41
Kami bertemu lagi dengan wanita kasir di Indomaret itu lagi. Masih "Bercahaya" dan menarik hati seperti pertama kali kami melihatnya. Sebagai kasir, sebagai kasir memang seharusnya dia baik dan rajin senyum. Tapi lebih dari pada itu, kebaikan dan senyumnya memang berasal dari dirinya sendiri sebagai keseluruhan pribadi terbaik yang pernah kami temui.
"Dia begitu menggoda kan?" goda Si Tengah. Dia baru saja keluar dari kamar mandi yang lubang saluran airnya tertutup bulu apa rambut yang kami curigai milik Si Bungsu. Kenapa Si Bungsu tak berdosa itu yang dicurigai? Yah, karena dia baru sadar kalau dirinya beranjak dewasa dan bermunculan rambut atau bulu di sekujur tubuhnya. Si Sulung pernah nyeletuk kalau Si Bungsu takut dibilang monyet.

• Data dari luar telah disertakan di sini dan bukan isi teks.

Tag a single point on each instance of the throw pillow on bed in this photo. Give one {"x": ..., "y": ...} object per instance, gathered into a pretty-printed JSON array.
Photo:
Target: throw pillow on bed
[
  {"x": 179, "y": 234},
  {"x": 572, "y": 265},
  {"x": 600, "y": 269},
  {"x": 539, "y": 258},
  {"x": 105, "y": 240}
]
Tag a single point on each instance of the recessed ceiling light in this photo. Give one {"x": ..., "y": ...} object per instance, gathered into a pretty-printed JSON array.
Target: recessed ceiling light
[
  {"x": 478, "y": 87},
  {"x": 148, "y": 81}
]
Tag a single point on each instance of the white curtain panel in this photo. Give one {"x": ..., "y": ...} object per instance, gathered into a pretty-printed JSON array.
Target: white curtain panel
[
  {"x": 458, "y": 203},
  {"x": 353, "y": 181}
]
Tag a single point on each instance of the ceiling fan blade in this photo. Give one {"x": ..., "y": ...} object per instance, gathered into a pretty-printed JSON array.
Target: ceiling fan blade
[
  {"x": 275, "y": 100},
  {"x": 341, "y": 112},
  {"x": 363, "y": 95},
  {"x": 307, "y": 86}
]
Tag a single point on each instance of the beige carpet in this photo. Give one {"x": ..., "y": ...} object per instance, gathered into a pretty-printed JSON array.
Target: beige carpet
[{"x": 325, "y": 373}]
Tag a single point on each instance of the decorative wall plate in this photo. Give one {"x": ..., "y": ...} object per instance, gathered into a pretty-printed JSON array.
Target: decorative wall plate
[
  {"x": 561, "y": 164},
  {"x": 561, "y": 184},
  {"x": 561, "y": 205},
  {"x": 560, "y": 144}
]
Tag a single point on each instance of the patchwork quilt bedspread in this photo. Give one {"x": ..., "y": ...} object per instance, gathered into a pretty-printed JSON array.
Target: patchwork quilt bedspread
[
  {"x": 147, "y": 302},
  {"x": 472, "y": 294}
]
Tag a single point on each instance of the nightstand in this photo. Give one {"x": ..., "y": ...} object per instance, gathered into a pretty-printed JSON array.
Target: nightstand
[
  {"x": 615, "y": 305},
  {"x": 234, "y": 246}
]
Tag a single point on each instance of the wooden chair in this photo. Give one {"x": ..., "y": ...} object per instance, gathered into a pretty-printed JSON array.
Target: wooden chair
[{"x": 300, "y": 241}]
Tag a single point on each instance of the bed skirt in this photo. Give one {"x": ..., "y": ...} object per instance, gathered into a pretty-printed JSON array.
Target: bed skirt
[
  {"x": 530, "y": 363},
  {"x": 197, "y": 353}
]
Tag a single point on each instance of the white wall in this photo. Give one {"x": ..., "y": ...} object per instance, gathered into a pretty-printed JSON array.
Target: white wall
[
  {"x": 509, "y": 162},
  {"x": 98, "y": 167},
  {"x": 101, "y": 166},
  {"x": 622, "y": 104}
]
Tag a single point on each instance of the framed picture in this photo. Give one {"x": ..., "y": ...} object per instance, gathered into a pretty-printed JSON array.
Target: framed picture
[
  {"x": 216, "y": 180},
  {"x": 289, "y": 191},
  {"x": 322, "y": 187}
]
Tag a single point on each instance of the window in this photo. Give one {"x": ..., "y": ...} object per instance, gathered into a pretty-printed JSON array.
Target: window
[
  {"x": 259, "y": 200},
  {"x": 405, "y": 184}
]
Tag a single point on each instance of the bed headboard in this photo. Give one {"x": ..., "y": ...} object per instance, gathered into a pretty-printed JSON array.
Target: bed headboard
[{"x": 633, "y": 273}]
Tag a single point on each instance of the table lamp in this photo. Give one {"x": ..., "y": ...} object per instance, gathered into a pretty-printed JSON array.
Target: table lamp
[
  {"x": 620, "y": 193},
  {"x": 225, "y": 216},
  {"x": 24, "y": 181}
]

Herannya, pikiran birahi tak melintas di benak bila mengenang-ngenang dia. Orang berkata: "Itu cinta Platonis atau ketertarikan cinta asali." Dimana jiwa bertemu dengan jiwa. Jiwanya yang bercahaya mempengaruhi kami hingga kami ikut punya cahaya. Diam-diam kami berharap Roro adalah semacam kembaran dari wanita ini.

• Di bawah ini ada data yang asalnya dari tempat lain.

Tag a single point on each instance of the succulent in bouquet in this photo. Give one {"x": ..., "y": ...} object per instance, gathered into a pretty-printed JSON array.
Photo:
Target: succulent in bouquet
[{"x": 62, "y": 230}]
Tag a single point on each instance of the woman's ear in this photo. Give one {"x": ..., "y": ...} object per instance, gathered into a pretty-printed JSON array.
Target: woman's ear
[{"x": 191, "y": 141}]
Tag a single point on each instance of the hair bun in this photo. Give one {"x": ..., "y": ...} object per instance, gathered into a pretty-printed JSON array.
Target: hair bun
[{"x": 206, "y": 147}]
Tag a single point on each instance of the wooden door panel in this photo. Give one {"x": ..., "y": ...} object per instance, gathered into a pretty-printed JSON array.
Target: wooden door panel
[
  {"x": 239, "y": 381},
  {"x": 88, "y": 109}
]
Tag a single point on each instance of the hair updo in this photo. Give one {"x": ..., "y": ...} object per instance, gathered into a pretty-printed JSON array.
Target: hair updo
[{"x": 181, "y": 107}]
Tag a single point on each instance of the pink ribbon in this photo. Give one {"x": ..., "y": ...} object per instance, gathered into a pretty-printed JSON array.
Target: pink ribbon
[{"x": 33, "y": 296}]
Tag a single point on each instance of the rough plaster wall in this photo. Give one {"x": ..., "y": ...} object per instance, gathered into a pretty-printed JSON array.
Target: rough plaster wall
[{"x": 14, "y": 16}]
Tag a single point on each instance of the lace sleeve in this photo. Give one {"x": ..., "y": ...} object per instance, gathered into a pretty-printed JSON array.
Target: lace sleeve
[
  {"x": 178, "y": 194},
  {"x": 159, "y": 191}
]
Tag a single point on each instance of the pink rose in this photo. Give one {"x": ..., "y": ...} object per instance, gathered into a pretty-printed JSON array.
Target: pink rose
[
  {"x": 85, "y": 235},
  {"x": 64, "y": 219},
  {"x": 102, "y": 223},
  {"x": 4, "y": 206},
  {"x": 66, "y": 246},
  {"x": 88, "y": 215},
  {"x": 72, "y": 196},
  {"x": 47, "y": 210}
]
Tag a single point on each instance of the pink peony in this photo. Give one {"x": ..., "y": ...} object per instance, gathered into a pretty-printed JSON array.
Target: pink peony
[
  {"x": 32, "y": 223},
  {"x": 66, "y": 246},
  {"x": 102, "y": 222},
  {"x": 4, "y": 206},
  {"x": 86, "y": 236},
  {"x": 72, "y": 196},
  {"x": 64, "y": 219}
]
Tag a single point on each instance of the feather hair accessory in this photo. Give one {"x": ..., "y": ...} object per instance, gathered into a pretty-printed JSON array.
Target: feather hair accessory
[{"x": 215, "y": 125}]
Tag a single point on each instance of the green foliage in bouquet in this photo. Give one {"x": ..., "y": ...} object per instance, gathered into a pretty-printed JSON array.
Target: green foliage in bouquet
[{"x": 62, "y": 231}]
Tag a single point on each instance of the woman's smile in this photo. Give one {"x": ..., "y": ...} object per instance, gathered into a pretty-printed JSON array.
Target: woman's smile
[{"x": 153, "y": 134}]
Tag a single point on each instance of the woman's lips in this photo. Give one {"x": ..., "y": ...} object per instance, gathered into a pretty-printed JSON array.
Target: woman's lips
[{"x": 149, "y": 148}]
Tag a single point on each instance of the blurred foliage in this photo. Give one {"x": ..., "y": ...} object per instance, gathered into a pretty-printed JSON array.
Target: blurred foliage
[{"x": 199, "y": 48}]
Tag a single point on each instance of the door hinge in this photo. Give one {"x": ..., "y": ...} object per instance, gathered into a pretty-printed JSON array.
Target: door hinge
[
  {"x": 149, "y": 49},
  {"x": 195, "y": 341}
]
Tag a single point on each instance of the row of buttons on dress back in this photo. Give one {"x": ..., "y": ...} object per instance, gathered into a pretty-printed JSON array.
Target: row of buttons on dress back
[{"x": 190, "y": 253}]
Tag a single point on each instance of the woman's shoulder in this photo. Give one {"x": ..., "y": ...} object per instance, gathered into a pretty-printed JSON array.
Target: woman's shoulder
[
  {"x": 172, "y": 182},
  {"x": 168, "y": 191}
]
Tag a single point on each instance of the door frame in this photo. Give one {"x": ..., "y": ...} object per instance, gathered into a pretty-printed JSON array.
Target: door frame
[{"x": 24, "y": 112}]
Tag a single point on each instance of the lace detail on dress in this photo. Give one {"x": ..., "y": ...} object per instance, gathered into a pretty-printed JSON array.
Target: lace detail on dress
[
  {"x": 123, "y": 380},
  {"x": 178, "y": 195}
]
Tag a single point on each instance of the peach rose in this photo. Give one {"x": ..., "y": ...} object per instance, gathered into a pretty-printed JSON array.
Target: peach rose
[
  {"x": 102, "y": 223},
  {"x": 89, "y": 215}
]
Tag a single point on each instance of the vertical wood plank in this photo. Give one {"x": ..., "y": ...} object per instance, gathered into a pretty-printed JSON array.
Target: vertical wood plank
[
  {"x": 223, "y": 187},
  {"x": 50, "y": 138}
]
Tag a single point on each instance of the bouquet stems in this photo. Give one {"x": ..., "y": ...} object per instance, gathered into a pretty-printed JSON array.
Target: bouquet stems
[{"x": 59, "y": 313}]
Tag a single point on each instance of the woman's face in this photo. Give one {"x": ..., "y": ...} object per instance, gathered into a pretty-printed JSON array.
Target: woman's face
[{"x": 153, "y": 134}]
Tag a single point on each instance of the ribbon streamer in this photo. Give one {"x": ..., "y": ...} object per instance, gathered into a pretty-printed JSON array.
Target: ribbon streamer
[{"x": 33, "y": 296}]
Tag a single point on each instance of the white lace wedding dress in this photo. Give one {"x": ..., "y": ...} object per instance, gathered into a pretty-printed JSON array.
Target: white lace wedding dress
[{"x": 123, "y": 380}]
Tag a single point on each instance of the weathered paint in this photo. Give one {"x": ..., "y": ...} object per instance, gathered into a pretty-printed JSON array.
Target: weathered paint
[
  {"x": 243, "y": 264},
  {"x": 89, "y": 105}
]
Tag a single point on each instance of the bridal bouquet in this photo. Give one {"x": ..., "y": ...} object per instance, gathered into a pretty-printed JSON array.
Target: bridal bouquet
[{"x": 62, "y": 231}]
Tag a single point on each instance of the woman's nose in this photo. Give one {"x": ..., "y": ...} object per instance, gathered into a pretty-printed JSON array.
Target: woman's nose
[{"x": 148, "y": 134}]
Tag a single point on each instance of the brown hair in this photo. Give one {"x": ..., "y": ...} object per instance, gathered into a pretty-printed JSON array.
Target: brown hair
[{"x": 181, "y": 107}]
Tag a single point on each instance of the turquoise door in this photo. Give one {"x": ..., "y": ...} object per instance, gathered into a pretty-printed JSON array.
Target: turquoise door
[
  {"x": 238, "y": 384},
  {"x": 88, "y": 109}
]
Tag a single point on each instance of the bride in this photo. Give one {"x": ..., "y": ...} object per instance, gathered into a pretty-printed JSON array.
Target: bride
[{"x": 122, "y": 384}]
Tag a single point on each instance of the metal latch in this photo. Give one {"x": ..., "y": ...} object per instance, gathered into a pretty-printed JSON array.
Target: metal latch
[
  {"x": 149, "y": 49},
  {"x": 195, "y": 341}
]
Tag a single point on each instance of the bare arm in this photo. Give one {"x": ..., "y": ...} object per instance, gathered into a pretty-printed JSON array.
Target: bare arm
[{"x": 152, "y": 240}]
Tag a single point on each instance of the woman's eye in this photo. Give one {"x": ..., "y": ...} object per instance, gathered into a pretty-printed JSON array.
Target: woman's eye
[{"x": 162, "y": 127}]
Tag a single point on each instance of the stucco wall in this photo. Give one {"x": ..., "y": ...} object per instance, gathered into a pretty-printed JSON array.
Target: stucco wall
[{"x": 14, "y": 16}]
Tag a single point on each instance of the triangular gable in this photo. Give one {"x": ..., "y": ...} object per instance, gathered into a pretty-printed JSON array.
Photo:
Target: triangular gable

Hari itu di rumah agak sepi, tapi stereo yang mengalunkan keroncong dan burung beo tetangga yang ngomong "slamat pagi-slamat pagi" menggaduhkan suasana. Kegaduhan yang anehnya menentramkan. Serasa kembali berada di rumah. Maka kami mulai berjalan mengukur setiap tapak rumah kami dan bercerita pada kegaduhannya tentang wanita kasir ini: "Dengan jilbabnya, dia lebih cantik, lebih wanita dari pada gadis-gadis yang sering kami temui atau lihat bahkan sering lihat dengan pakaian yang semakin menunjukkan mereka adalah perempuan, wanita, sebab dengan begitu mudah kami melihat pusar terawat yang berbeda dengan pusar kami yang ditumbuhi bulu-bulu halus (laki-laki), dada yang halus mulus, tidak berbulu seperti kami. Dan pahanya mulus tak berbulu tergulung-gulung, kritingnya seperti punya kami."

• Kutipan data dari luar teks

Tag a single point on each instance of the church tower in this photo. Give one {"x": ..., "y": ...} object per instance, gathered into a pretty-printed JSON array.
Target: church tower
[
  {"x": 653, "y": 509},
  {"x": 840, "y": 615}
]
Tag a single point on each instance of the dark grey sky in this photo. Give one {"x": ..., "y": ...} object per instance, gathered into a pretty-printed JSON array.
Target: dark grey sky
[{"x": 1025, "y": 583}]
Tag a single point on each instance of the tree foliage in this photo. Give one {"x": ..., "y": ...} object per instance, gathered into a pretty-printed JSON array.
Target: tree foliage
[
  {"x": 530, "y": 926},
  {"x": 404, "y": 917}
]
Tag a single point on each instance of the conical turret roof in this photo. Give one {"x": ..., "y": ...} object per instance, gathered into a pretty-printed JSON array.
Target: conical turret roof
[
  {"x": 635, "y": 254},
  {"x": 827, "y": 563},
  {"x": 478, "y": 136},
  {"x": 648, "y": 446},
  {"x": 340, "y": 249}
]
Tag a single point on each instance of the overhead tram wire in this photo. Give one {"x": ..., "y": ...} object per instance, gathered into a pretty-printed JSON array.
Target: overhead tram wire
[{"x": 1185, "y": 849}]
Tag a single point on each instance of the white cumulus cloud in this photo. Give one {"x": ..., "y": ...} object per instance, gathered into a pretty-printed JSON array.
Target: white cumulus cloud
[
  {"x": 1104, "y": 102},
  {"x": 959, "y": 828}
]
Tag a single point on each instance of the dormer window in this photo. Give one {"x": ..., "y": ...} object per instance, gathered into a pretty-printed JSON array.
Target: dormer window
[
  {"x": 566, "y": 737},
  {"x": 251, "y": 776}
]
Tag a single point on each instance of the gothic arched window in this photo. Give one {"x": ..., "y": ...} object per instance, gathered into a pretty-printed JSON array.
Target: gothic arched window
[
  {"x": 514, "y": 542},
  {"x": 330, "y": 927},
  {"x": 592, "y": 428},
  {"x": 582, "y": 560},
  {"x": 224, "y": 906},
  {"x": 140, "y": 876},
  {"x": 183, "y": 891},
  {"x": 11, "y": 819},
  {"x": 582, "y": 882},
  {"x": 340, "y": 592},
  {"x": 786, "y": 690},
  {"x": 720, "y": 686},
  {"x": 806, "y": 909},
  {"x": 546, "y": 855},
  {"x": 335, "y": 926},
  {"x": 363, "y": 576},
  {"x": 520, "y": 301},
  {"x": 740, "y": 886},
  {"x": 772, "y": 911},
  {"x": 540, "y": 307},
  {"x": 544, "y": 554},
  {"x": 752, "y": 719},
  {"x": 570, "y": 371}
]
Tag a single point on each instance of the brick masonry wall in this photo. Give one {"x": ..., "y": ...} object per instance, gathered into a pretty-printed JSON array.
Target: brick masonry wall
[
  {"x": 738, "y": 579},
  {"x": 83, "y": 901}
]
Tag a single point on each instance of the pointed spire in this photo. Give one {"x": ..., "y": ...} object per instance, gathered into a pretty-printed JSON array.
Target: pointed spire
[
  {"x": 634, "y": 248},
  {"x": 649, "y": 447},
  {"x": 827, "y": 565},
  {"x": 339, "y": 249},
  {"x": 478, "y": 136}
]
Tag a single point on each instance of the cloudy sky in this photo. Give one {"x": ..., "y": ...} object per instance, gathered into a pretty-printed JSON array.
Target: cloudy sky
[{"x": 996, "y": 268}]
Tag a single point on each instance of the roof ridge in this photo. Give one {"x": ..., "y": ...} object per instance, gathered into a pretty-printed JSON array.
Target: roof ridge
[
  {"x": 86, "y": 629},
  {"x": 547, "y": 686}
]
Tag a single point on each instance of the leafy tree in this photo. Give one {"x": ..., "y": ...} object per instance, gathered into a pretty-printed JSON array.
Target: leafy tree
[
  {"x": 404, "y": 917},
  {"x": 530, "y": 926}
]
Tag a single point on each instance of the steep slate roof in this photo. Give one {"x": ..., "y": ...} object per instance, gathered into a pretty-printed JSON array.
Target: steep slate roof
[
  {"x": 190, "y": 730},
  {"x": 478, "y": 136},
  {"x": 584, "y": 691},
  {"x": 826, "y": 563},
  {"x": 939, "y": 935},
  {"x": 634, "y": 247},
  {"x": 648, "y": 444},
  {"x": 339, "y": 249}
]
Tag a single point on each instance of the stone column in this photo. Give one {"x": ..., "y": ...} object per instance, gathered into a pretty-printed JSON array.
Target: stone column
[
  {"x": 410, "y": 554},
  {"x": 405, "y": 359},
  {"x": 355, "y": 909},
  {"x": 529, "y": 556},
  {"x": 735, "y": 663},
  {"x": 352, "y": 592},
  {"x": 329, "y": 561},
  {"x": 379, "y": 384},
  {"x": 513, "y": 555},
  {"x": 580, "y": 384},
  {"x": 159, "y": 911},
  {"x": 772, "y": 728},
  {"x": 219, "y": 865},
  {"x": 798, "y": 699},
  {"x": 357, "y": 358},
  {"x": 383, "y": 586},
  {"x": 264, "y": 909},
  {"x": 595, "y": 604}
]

Hari telah bergulir ke senja. Rumput yang hijau agak kuning dan tergurat-gurat merah muda di kejauhan adalah imaji kami, bukan realitas, sebab mana ada di kubangan batako dan aspal ini ada terselip rumput hijau? Meski begitu sebagaimana para sastrawan, kami bertanya juga: "Apakah Roro punya kumis dan bulu kami?"
Dan Si Tengah menimpali dengan gayanya yang pecicilan: "Dan apakah Ibu akan ngakak jika benar begitu?"